音を出す前からその場の空気をも感じて弾き始め、ピアニシモの音からフォルテの音まで美しい響きが響き渡ります。音の響きで作り上げられるグラデーションや、力強さの中にも優雅さ、上品さのある演奏、正しく正統派のショパンが会場中を包み込みます。ポーランドの民族舞踏のコミカルでリズミカルな演奏をしている時の表情、満足げに舞台袖に帰っていく表情なども見ることができました。
後半はドビュッシーのベルガマスク組曲、モーツァルトのソナタ トルコ行進曲付き、そしてシマノフスキーの12の変奏曲でした。

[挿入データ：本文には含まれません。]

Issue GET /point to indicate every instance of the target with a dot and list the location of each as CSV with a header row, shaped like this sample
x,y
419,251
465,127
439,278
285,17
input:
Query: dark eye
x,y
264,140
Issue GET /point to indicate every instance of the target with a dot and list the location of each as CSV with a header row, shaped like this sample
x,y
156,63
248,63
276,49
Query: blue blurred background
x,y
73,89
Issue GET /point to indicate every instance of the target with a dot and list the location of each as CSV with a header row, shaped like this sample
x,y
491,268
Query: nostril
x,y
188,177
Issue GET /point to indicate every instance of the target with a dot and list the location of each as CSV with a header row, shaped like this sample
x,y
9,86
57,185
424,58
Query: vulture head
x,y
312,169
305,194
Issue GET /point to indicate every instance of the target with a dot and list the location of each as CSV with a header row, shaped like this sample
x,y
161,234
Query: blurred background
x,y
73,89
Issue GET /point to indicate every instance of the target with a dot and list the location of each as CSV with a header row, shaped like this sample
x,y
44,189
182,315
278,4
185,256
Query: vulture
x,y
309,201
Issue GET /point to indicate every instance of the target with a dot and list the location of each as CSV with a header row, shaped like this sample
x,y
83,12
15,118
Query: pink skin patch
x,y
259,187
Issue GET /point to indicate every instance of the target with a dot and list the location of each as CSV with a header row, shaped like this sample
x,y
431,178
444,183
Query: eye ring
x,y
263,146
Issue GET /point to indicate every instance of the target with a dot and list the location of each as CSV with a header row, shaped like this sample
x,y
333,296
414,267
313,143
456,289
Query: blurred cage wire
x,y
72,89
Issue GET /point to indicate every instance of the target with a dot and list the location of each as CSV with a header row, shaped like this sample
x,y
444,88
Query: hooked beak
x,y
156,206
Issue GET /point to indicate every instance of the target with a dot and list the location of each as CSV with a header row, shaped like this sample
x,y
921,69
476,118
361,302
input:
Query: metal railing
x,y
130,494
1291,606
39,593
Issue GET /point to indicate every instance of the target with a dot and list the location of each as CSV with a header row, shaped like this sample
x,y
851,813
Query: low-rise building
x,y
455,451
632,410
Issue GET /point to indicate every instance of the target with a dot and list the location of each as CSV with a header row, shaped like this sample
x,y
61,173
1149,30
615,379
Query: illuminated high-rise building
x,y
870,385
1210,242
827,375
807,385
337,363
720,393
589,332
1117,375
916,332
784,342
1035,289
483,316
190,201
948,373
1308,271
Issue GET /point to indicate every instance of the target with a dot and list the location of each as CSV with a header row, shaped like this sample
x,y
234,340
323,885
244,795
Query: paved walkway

ベルがマスク組曲の曲想の違いを見事に表現しています。ハーフタッチの美しい音色、何層に聴こえる立体的な響き、本当に素晴らしかったです。
モーツァルトソナタでは繰り返しのたびに何かしらの変化を取り入れ、自由自在に楽しみながら音を出している様子に聴いているこちらまで楽しくなってきました。どんな音も端正で上品で優雅で…美しすぎます。心に染み渡ってくる感じです。
シマノフスキーの作品はまだあまり聴く機会がなく初めてでしたが、少し神妙さを感じる美しいテーマから全く雰囲気の違う変奏、そして、とても重厚で荘厳な最終変奏まで、色々な表情を楽しんで聴くことができました。
鳴り止まない拍手の中、アンコールはショパンのマズルカイ短調。しっとりと締めくくる本当に素晴らしい演奏会でした。